Bir de bununla uğraşıyordum, inanılır gibi değildi...

Onu tamamen ayağa kaldırdıktan sonra hala uykuda olduğu için kendi kendine ayakta duramazdı. Bu yüzden bir şeye destek alması gerekiyordu.
O bir şey de ben oluyordum..

Bir kolunu omzuma atmıştım.
Bu arada elim çoktan refleks olarak beline gitmişti bile. Bu kadar yakınlık gerçekten rahatsız ediciydi ama bir kaç saniye sonra bu çile biteceği için kendimi sıkıyordum. Uyandığında onu bir güzel azarlayacaktım.

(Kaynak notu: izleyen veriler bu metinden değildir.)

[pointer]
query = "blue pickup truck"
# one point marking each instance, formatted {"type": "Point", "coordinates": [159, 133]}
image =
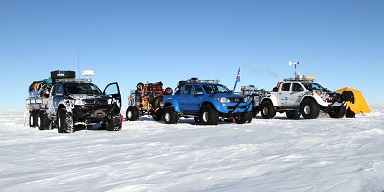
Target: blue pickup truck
{"type": "Point", "coordinates": [208, 102]}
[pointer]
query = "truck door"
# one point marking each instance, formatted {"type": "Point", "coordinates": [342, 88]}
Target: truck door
{"type": "Point", "coordinates": [284, 94]}
{"type": "Point", "coordinates": [291, 95]}
{"type": "Point", "coordinates": [113, 90]}
{"type": "Point", "coordinates": [186, 98]}
{"type": "Point", "coordinates": [57, 96]}
{"type": "Point", "coordinates": [196, 97]}
{"type": "Point", "coordinates": [297, 92]}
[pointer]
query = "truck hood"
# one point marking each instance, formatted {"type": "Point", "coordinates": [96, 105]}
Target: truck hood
{"type": "Point", "coordinates": [85, 96]}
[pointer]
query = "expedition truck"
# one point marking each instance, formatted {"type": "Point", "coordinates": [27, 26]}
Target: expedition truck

Kafamı yüzüne çevirdiğimde hala uyuduğunu görmüştüm.
Yakından bakınca, tepkisiz yüz halinin çocukça ruh haline zıt olarak ne kadar erkeksi olduğuna şahit olmuştum.
Ve şuan kafa hizam boynuna geldiği için kokusu, ortamdaki nahoş kokudan çok daha baskın bir şekilde burnuma geliyordu. Daha önce hiç koklamadığım bir şeymiş gibi kokuyordu, gerçekten kokusu çok değişikti.

Yüzümü önüme çevirdikten sonra yavaş adımlarla hem kendimi hem de onu koltuğa götürmeye çalıştım. Neyseki çok ağır değildi. Bir kaç dakika içersinde koltuğun önüne gelmiştik. Onu koltuğa uzandırıp üstüne yorganı örttüm. Şuan bu kadar masum uyuyordu ama uyanınca duyacağı azardan habersizdi.

Ben de mutfağa gidip akşam yemeği için bir şeyler yapmaya başladım.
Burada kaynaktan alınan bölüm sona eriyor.